Une troisième direction pour l’action appelle à redonner à l’État sa juste place. C’est le rôle d’un État régulateur de confier, dans certains cas et avec les moyens suffisants, les tâches dites d’intérêt général à des acteurs de l’économie sociale et solidaire. Ceux–ci n’étant pas à la recherche du profit peuvent être des relais, des compléments utiles à l’action de l’État.

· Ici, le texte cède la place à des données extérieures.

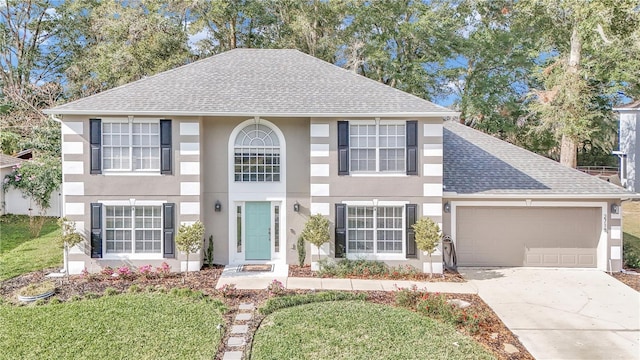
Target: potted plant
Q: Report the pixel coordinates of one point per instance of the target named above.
(316, 232)
(189, 239)
(427, 234)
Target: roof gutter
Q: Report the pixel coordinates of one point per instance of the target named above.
(454, 195)
(247, 114)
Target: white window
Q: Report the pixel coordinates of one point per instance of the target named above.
(257, 155)
(375, 230)
(133, 230)
(130, 145)
(377, 146)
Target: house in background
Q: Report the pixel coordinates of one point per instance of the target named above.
(252, 142)
(13, 200)
(629, 151)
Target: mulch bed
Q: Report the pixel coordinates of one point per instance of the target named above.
(493, 334)
(305, 271)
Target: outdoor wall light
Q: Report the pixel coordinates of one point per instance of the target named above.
(615, 209)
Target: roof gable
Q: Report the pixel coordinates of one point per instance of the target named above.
(477, 163)
(257, 82)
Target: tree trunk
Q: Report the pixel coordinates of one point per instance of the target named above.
(569, 147)
(568, 152)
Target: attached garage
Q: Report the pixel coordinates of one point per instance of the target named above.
(527, 236)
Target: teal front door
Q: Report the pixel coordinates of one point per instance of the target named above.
(257, 224)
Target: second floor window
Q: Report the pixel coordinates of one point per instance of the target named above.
(257, 155)
(131, 145)
(377, 147)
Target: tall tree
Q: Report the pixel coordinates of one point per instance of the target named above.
(125, 41)
(575, 38)
(401, 43)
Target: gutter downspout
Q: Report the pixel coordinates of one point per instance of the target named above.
(65, 260)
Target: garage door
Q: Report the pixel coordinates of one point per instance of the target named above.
(519, 236)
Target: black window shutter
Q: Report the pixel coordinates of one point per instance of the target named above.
(96, 230)
(95, 141)
(412, 147)
(341, 230)
(165, 147)
(343, 148)
(169, 229)
(412, 210)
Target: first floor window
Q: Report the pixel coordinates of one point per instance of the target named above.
(375, 230)
(133, 229)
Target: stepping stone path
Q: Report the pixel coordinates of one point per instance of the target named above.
(239, 332)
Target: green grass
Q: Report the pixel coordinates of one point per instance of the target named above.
(631, 228)
(141, 326)
(20, 254)
(359, 330)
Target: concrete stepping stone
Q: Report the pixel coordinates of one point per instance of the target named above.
(232, 355)
(246, 306)
(244, 316)
(239, 329)
(236, 341)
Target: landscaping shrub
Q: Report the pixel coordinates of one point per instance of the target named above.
(228, 290)
(436, 306)
(276, 288)
(276, 303)
(631, 259)
(110, 291)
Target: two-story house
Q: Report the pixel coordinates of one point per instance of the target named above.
(251, 142)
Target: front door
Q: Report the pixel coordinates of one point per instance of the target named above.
(257, 223)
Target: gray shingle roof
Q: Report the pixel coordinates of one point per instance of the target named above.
(256, 82)
(477, 163)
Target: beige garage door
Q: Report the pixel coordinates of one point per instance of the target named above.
(519, 236)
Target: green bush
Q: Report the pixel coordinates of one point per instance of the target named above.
(631, 259)
(436, 306)
(276, 303)
(110, 291)
(346, 268)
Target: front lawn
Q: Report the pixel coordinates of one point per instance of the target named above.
(359, 330)
(631, 236)
(20, 254)
(141, 326)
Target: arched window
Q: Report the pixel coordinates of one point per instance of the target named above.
(257, 154)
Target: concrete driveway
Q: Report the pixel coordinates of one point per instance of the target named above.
(563, 313)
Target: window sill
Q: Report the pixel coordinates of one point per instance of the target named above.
(379, 175)
(132, 173)
(132, 257)
(381, 257)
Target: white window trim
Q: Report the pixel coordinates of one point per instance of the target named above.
(377, 122)
(130, 171)
(132, 255)
(378, 256)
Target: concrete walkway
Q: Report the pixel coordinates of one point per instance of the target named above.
(260, 280)
(563, 313)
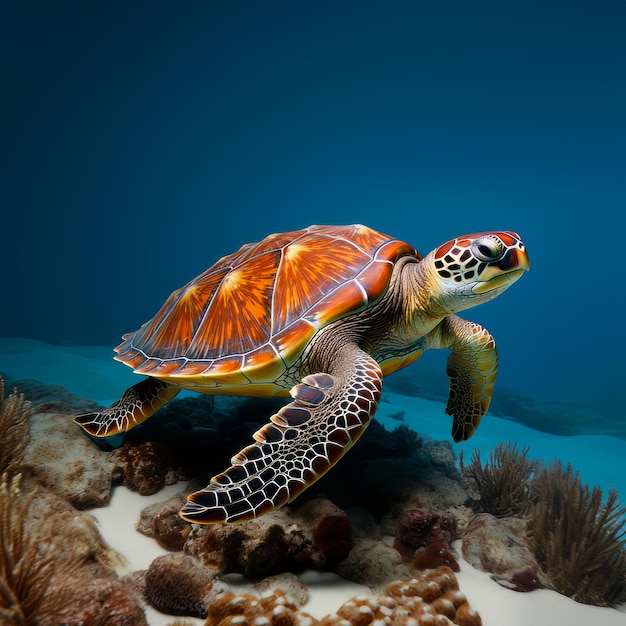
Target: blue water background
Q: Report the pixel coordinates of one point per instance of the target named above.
(143, 140)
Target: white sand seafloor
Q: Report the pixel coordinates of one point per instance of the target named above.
(90, 372)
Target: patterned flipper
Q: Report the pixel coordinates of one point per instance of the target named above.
(137, 404)
(299, 445)
(472, 368)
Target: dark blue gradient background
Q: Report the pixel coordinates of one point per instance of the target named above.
(143, 140)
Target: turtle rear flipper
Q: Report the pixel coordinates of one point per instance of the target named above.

Le récent rapport de Monsieur le député Vercamer reprend ces trois directions en souhaitant développer l’économie sociale et solidaire, mais il n’attache pas à leurs statuts l’importance qui convient. Il laisse ouvert, à travers l’obtention d’un label et non d’un cadre législatif normatif, la possibilité pour une entreprise classique de se déclarer « entreprise sociale » en se fondant essentiellement sur des pratiques, indépendamment de l’affectation des résultats. C’est, à nos yeux, un risque important de dévoiement de l’économie sociale et solidaire. C’est regrettable dans la mesure où tout le rapport conduit, par ailleurs, à justifier un soutien à ce secteur.

L’économie sociale détient des atouts trop négligés. Elle dispose d’un capital non spéculatif, qui sert à produire des biens et des services : ce n’est pas la production de biens et de services qui rentabilise les capitaux. Elle répond en priorité à des besoins sociaux, assure une mixité des ressources et fait une place, en particulier dans le monde associatif, au don et à la gratuité. Enfin, elle ne refuse pas le profit mais elle l’utilise différemment. L’économie sociale et solidaire, quand elle répond à ces caractéristiques, est à la hauteur des enjeux.